Grief is good because its usually so intense we can’t help but be real.  Typically, we spend a lot of time managing our reputations, creating ways for people to think we’re cooler, smarter and stronger than we are.  Grief yanks those masks right off and burns them.  Grief is not gentle but it is helpful in this way.  We allow ourselves to be seen more authentically when we grieve.  Of course there’s always the deeply unhealthy attention seeking jackass who has to collapse in a public puddle of sobs when the opportunity for a lot of attention arises.  That’s not what I’m talking about.  I mean quiet (or loud…but maybe at least a little private?) moments with people who love you.  Stripped bare of your tough facade, crying and saying things out loud that you know sound a little crazy.  “We were supposed to go to the mall on Tuesday!!!!”  Or “I forgot to give him back his sweater!!!!”  It’s ok.  Let it out.  This lets people love you in a unique and wonderful way.  Frankly I completely hate that part of grief, but I know it’s good for me and my relationships.
Grief stops us in our tracks.  Shows us what little things have been taking up our heart and brain space.  Who cares if my gray hairs are showing or that my car is full of empty yogurt containers and granola bar wrappers?  Don’t sweat the small stuff, you know?
Grief can be a gift.  How?  We look heavenward even if we’re not into that.  God can use grief to draw us near.  When you’re really desperate, really lost…sometimes we’re willing to believe, just a tiny bit, that there is actually something…someone out there who is bigger and better than we ever dreamed.  Don’t be afraid to seek that out just a little…you can always go back to believing we got here randomly and that we’re on our own. That belief will always be available if you don’t find something better.  God says if we seek Him, we’ll find Him.  Ain’t no harm in taking a peek around, right?
Grief can bring up old hurts.  Dealing with grief in a healthy way can help heal those wounds.  Sometimes when a loved one dies people feel like everyone they ever love dies. Those are abandonment issues that, if unaddressed, can lead to some bad life controlling habits like refusing to connect deeply with anyone out of self-preservation or even starting down the path of addiction.  Considering the seriousness of believing that (everyone we love dies) then responding by investigating what led us to believe that, defining reality a little more clearly and willingly releasing that belief and its associated fears can be very freeing.  
Grief creates community.  You know who has really got your six when life falls apart in this way.  Also, I’ve become new friends with people simply based on the fact that we lost a mutual loved one.  

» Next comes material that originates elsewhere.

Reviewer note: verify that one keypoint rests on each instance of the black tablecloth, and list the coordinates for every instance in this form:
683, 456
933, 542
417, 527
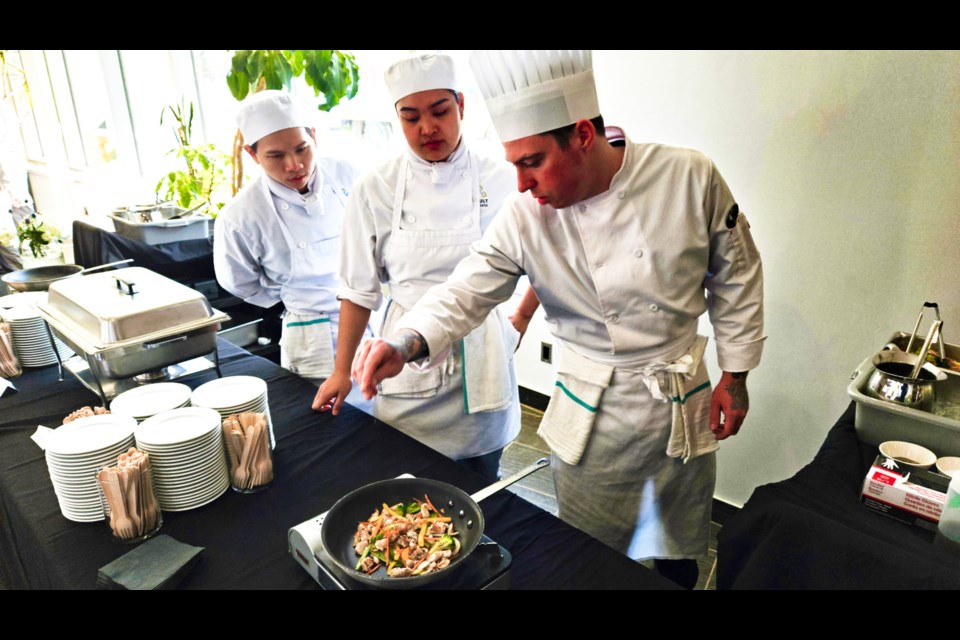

Grief creates opportunity to serve those most impacted.  However much you’re hurting, there is probably someone even more devastated.  Think of your very best talents and resources and how you might offer them in some way.  Food, music, your company, a poem that doesn’t suck, help with legal issues, cleaning, a foot rub, letters, texts and phone calls as are appropriate.  Don’t just force yourself on hurting people.  Pay attention and try to see what the best way to help is, and when.
Grief is the worst.  But it is also an opportunity for growth, learning and love.  Don’t waste your grief.